During the last election, Quebec had no problems with voter identification. Voters in municipal, provincial, and federal elections have no problem showing ID. However, voting is a sacred act in a democracy, and we should not make it too easy. I am hearing talk about the Canadian Charter of Rights and Freedoms, but voting is not a freedom. Voting comes with a duty, the duty to prove eligibility to vote.
The minister wants us to hurry up. She says this bill will go to committee, where it will be improved. That is not at all the experience I have had with clause-by-clause studies of bills in committee after second reading. What we actually hear is, “Talk all you want, sweetheart, but when your speaking time is up, we will use our parliamentary majority to do whatever we want.” The government votes down amendments and does not improve bills.
In my opinion, on an issue as important as voting rights and election laws, this government should not procrastinate and wait until the last second to try to change a few things in hopes of not looking stupid. When they first came into office, we were facing a major reform to the Canada Elections Act. We even hoped to change the voting system. Anything was possible. What we heard from Canadians can never be taken away from us. That special committee's report went into the trash. It was called a special committee because it was open to all parliamentarians, even those who did not belong to a recognized parliamentary group in the House.
In the debate on changes to the Elections Act, the next logical step would have been to give independent MPs the right to speak and even to vote in that committee. Now the minister wants us to hurry up. I would encourage her colleagues to slow down instead.
People told us that they were fed up with the party line, that the party line was one of the reasons they were so cynical. Government is all about executive power. It is all about cabinet. MPs who want to be ministers are more interested in doing the executive's bidding than honouring their mandate as parliamentarians here in the House. We are legislators, not ministers. We belong to the legislative branch and we represent the people. In a Parliament like ours, legislative power is the foundation of democracy. When my colleagues on the government side exist solely to rubber-stamp whatever the Prime Minister and the ministers tell them to, they are not doing their job. That is why voters do not bother to vote.

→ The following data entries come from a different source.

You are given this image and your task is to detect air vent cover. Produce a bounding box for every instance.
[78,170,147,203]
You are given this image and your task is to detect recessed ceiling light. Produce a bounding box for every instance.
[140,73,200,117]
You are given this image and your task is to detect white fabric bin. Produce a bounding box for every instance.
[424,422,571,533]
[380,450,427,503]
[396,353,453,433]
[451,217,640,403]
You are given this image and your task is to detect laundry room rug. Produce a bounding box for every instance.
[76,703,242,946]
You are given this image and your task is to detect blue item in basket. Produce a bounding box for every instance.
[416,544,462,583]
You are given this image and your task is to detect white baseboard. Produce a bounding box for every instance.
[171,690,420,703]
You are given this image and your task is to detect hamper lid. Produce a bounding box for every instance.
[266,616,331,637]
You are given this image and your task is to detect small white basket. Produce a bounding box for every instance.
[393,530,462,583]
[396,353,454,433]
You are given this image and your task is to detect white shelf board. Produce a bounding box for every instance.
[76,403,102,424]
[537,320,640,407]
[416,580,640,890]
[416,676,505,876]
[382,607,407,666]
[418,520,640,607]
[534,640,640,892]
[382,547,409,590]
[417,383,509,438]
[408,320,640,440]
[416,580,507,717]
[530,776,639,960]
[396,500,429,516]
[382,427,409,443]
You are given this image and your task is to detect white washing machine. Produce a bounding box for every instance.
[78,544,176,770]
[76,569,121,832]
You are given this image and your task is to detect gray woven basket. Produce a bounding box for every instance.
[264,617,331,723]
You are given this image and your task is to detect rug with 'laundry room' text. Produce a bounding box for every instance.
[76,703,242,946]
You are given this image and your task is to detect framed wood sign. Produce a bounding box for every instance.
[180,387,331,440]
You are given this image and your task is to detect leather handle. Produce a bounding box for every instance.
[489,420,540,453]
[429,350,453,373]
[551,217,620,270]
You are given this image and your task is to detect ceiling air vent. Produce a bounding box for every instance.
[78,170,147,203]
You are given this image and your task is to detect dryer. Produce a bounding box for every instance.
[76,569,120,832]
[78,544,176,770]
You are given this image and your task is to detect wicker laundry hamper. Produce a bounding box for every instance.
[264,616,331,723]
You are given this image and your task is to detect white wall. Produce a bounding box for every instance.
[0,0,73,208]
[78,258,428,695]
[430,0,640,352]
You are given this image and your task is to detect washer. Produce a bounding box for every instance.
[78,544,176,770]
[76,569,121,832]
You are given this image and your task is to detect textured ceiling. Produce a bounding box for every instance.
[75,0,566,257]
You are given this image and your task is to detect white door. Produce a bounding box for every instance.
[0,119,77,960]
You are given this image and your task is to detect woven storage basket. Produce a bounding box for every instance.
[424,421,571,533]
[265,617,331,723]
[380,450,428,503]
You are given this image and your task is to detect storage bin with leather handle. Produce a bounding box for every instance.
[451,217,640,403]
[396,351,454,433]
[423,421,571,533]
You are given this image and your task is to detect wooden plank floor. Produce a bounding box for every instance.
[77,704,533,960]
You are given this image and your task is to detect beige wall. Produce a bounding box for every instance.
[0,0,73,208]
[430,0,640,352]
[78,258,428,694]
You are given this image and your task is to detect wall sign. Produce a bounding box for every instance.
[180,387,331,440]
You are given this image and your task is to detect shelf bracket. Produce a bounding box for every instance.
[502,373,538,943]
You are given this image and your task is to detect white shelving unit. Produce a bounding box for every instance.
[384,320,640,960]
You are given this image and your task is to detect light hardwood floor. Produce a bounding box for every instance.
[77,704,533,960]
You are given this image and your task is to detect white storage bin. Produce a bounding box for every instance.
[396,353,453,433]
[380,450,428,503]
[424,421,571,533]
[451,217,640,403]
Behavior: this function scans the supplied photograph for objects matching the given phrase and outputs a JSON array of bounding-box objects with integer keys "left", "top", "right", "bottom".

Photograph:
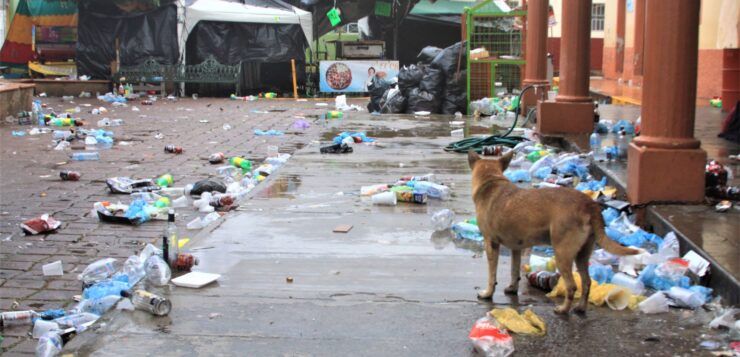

It is utter nonsense to say that people will not vote because it is too difficult or because the identification requirement prevents them from voting. During the hearings on electoral reform we held for months, people told us what keeps them from voting. For example, they say that their riding has been red since their great-grandfather's time and that this will not change, or that the riding has been blue since their great-grandmother's time, and this will not change. They are being stripped of their power of representation, and this is why democracy is suffering.
They told us that they want their vote to count. The current government not only proved unable to keep its promise to bring in a new voting system that represents the plurality of representation and ensures that every vote counts, but also went to great lengths to prevent all votes from actually counting, as they would if voters could finance the political parties they believe in through the votes they cast. Voters would then vote in accordance with their beliefs instead of voting strategically.
I have certainly spent a lot of time in my political life criticizing Jean Chrétien, but at least his legacy in politics and in this House was to give voters the ability to vote with conviction because he allowed their vote to finance a political party. That party might not get an MP elected, but that system gave the party the same chance right out of the gate to have its voice heard on an equal footing, in a democratic society, in the democratic debate that is an election. This also enabled the party to have the necessary funding between elections to promote its views.
To me that is democracy in a nutshell, but it is nowhere to be found in a bill that claims to limit spending. It does not even limit the government's pre-election spending. We have fixed-date elections and the government continues to make announcements, to use taxpayers' money to pay for its ads.
Under these circumstances, it is clear that we will be voting against the bill.